BP stands for blood pressure, the force your blood exerts against the walls of your arteries as your heart pumps it through your body. It’s measured in millimeters of mercury (mmHg) and written as two numbers, like 120/80. Normal blood pressure falls below 120/80 mmHg, and nearly half of U.S. adults (about 120 million people) have blood pressure that’s too high.
What the Two Numbers Mean
The top number is your systolic pressure. It measures the force of blood being pumped out of the heart with each beat. The bottom number is your diastolic pressure, measured between heartbeats when the heart is relaxing and filling with blood. Both numbers matter, though systolic pressure gets more attention as a risk factor, especially as you age.
When you see a reading like 130/85, that means your blood pushes against artery walls with a force of 130 mmHg during each heartbeat and 85 mmHg during the pause between beats.
Blood Pressure Categories
The American Heart Association breaks blood pressure into four ranges:
- Normal: Below 120/80 mmHg
- Elevated: 120 to 129 systolic with diastolic still below 80
- Stage 1 hypertension: 130 to 139 systolic, or 80 to 89 diastolic
- Stage 2 hypertension: 140 or higher systolic, or 90 or higher diastolic
On the other end, readings below 90/60 mmHg are considered low blood pressure (hypotension). Low blood pressure often causes no symptoms at all, but when it does, dizziness and lightheadedness are the most common. A significant drop can cause fainting, confusion, or fatigue.
How Your Body Controls Blood Pressure
Blood pressure comes down to two things: how much blood your heart pumps per minute and how much resistance your blood vessels create. Your average arterial pressure equals cardiac output multiplied by the resistance in your blood vessels. Anything that increases either one raises your blood pressure.

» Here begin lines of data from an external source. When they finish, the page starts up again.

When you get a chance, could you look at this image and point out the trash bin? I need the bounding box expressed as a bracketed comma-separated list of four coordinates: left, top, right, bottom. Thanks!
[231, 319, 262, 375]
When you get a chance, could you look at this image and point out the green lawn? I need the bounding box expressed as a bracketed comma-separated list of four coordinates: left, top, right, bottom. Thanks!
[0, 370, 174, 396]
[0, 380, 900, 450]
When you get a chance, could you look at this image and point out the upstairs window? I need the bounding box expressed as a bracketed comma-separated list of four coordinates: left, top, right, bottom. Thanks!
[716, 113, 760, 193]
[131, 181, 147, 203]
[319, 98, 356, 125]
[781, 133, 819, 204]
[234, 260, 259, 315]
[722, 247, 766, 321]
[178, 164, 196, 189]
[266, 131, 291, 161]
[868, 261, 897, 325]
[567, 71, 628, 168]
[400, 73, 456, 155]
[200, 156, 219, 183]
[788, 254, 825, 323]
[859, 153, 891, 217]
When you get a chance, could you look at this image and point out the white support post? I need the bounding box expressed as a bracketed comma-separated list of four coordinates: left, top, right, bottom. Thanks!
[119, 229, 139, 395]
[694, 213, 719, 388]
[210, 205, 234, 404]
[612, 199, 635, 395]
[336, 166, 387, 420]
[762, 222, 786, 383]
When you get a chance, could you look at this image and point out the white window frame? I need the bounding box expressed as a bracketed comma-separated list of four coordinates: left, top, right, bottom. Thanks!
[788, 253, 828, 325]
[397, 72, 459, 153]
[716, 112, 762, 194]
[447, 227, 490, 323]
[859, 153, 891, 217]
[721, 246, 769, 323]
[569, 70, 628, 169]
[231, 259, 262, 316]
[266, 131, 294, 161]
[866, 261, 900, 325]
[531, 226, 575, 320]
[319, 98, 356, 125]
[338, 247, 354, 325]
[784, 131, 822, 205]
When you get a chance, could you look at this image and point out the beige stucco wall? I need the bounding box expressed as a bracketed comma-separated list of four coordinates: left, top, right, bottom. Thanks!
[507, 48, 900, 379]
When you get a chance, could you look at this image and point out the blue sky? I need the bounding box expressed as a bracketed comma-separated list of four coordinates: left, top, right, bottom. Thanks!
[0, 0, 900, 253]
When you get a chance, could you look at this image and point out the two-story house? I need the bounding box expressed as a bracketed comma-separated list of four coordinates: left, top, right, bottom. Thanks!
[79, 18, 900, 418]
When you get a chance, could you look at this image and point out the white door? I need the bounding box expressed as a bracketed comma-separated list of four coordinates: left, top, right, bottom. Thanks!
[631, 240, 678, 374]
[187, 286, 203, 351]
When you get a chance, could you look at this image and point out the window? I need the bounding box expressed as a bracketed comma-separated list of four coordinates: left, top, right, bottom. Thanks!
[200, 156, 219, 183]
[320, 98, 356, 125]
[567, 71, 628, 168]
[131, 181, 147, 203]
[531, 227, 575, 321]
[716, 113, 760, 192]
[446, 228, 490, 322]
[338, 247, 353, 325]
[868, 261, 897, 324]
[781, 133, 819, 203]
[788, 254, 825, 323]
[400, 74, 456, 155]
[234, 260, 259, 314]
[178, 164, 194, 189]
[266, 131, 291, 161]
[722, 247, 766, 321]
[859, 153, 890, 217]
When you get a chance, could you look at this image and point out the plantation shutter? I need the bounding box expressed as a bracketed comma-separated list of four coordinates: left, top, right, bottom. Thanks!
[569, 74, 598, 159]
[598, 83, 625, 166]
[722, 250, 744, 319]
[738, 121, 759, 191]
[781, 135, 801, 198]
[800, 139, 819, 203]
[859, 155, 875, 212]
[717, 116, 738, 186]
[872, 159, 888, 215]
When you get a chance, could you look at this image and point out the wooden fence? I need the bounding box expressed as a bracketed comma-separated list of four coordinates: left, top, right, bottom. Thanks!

Your kidneys play a central role in this regulation. When blood pressure drops, the kidneys release an enzyme that triggers a chain reaction: your liver and lungs produce hormones that tighten the walls of small arteries, pushing pressure back up. These same hormones signal your kidneys to hold onto more sodium, which causes your body to retain water. More water in the bloodstream means more blood volume, which means higher pressure. This system works constantly in the background to keep your blood pressure in a livable range.
Why High Blood Pressure Is Dangerous
High blood pressure damages your body quietly, often over years, which is why it’s called a “silent killer.” The damage starts in the arteries themselves. Elevated pressure injures the inner lining of artery walls, making it easier for fats in the bloodstream to collect there. Over time, the artery walls become less elastic and increasingly narrow.
That narrowing creates problems everywhere blood flows. In the heart, it leads to coronary artery disease, chest pain, irregular heart rhythms, and heart attacks. The heart also has to work harder against all that resistance, which causes the lower left chamber to thicken and enlarge. An enlarged heart raises the risk of heart failure and sudden cardiac death.
In the brain, hardened or blocked arteries can cause mini-strokes (brief interruptions in blood supply that serve as warning signs) or full strokes, where part of the brain is cut off from oxygen. The constant pressure on weakened artery walls can also cause them to bulge outward, forming an aneurysm. Aneurysms are most common in the aorta, the body’s largest artery, and can rupture with life-threatening consequences.
High blood pressure also damages the small blood vessels in the kidneys, the eyes (potentially causing vision loss through optic nerve damage), and the reproductive organs. Reduced blood flow can contribute to erectile dysfunction in men and decreased arousal and vaginal dryness in women. Only about 1 in 4 adults with hypertension actually have it under control.
How to Get an Accurate Reading
Blood pressure fluctuates throughout the day based on activity, stress, food, and even body position. A single high reading doesn’t necessarily mean you have hypertension, so accuracy matters. The CDC recommends these steps for a reliable measurement:
- Avoid eating or drinking for 30 minutes beforehand
- Empty your bladder before the reading
- Sit with your back supported for at least 5 minutes before measuring
- Keep both feet flat on the ground, legs uncrossed
- Rest your arm on a table at chest height with the cuff against bare skin
- Don’t talk during the measurement
Skipping any of these steps can inflate your reading by several points, enough to push a borderline number into a higher category.
White Coat and Masked Hypertension
Some people consistently show high readings at the doctor’s office but normal readings at home. This is called white coat hypertension, and it’s one of the most common reasons doctors order 24-hour ambulatory monitoring, where you wear a portable cuff that takes readings throughout your normal day. The diagnosis applies when office readings run above 140/90 but daytime readings outside the clinic stay below 135/85.
The opposite pattern, masked hypertension, is more concerning. Your readings look fine in the office (below 140/90) but run high during everyday life (135/85 or above). Because the elevated pressure goes undetected during routine visits, masked hypertension can cause organ damage without anyone realizing the numbers are off. Home monitoring or ambulatory monitoring is the only way to catch it.